BRIEF DESCRIPTION OF THE DRAWINGS
[0017] FIG. 1 is a functional block diagram of a cross-domain
adaptation system in accordance with one aspect of the exemplary
embodiment;
[0018] FIG. 2 is a flow chart illustrating a method for
cross-domain adaptation in accordance with another aspect of the
exemplary embodiment;
[0019] FIG. 3 is a flow chart illustrating an iterative learning
process in the method of FIG. 2;
[0020] FIG. 4 is an overview of the exemplary system and
method;
[0021] FIG. 5 graphically illustrates results comparing the
performance of the exemplary method with other techniques, using
Domain D (DVDs) as the target domain;
[0022] FIG. 6 graphically illustrates results comparing the
performance of the exemplary method with other techniques, using
Domain B (books) as the target domain;
[0023] FIG. 7 graphically illustrates results comparing the
performance of the exemplary method with other techniques, using
Domain E (electronics) as the target domain; and
[0024] FIG. 8 graphically illustrates results comparing the
performance of the exemplary method with other techniques, using
Domain K (kitchen appliances) as the target domain.
DETAILED DESCRIPTION
[0025] The exemplary embodiment relates to a system and method for
adapting a classifier that has been trained on representations of
labeled objects in a first (source) domain to the classification of
unlabeled objects in a second (target) domain.
[0026] The objects to be classified in the target domain can be
text documents, images, or any other object from which features can
be extracted to generate a multidimensional feature-based
representation of the object.
[0027] The system and method assumes that there are no labeled
objects in the target domain.

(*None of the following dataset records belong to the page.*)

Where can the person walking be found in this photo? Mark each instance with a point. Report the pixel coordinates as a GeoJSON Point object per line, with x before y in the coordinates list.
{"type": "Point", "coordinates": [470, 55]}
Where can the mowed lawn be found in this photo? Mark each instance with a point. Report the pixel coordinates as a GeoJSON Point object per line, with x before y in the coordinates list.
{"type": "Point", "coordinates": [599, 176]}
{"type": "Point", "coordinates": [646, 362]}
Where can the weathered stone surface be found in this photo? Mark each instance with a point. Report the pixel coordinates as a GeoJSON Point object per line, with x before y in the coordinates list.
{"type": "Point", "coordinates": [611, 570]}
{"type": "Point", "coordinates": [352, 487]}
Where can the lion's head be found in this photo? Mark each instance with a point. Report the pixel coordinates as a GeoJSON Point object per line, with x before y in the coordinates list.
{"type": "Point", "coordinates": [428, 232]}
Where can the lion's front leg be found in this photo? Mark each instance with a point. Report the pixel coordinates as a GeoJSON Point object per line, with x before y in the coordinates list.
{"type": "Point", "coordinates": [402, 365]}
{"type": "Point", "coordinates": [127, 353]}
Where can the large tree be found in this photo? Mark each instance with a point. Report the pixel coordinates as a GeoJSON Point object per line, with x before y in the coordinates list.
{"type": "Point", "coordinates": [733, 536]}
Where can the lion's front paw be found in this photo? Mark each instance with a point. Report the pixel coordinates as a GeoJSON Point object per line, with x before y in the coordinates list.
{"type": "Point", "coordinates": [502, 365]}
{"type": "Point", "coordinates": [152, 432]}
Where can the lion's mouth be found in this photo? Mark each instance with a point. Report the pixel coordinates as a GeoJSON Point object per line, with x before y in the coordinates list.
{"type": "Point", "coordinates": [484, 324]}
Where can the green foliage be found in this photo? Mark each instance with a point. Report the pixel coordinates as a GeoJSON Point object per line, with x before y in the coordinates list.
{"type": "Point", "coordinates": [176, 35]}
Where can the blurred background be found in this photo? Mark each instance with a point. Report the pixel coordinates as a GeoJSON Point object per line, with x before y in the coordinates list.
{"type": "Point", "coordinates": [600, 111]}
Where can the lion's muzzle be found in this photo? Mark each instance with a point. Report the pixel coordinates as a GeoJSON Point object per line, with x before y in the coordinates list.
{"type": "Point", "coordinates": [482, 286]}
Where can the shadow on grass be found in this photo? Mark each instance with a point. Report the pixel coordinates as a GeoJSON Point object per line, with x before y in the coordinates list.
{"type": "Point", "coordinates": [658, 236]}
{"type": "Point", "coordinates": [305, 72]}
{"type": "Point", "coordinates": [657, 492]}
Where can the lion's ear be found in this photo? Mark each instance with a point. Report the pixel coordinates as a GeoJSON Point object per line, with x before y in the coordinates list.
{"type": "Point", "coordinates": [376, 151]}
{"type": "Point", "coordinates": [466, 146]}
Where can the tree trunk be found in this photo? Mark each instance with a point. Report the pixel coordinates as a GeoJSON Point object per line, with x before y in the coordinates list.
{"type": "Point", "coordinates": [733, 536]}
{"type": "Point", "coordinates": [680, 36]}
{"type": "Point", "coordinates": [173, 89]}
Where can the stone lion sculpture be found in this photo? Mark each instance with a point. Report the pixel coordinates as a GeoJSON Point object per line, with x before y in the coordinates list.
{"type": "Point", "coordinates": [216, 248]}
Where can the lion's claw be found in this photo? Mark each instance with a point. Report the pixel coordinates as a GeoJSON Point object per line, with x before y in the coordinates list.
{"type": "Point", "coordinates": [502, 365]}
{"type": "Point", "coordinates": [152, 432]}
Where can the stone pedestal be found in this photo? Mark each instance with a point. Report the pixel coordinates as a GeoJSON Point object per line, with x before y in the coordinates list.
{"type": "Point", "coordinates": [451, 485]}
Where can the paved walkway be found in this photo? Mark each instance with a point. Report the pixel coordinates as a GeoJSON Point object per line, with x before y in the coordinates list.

However, the method is also
applicable to cases where some of the target domain objects are
labeled.
[0028] In the exemplary embodiment, a classifier ensemble is
generated, which is a weighted combination of first and second
classifiers. The first classifier is trained on representations of
source domain objects and their corresponding labels. The
representation of each source domain object is a transformed
co-occurrence-based feature representation that is shared across
the first and second domains. The second classifier is iteratively
trained on representations of the target domain objects and
corresponding pseudo-labels. The second classifier training
iteratively learns domain-specific features that can be used to
adapt the second classifier to the target domain for enhanced
classification performance. During the iterative training, the
first and second classifier weights are progressively updated as a
function of a learning rate. Once the second classifier has been
learned, the classifier ensemble can be used for labeling new
objects in the target domain.
[0029] Further, in some embodiments, the exemplary method
facilitates this adaptation in a content-aware manner by seamlessly
unifying the similarity between the two domains in the adaptation
setting. This is also useful in practical scenarios where there are
multiple candidate source domains to learn from and method is able
to identify the best source domain from which to learn.
[0030] The exemplary system and method can efficiently adapt
classifier models trained on one domain to perform well for
classification on different domains, without requiring any labeled
data from the target domain. The system and method provide the
capability to sustain the performance in the target domain as well
as yielding significant benefits in terms of reducing the need for
expensive and computational human annotations.
[0031] Before describing the present system and method, a
description of the Structural Correspondence Learning (SCL) method
will be provided. In the SCL method for cross-domain sentiment
classification of Blitzer 2006, for example, a shared low
dimensional representation of features that can be generalized
across different domains is learned. SCL aims to learn the
co-occurrence between features from two domains which may express
the same polarity (e.g., a positive opinion or a negative opinion)
in the source and target domains. The method starts with
identifying pivot features that occur frequently in both domains.
Then method models a correlation between these pivot features and
the other features in a set of features by training linear
predictors (pivot predictors) to predict the presence of the pivot
features in unlabeled data. Each pivot predictor is characterized
by a weight vector w, and all pivot predictors are combined to form
a matrix Q. The +ve entries in the matrix represents the non-pivot
features which are highly correlated with the pivot features.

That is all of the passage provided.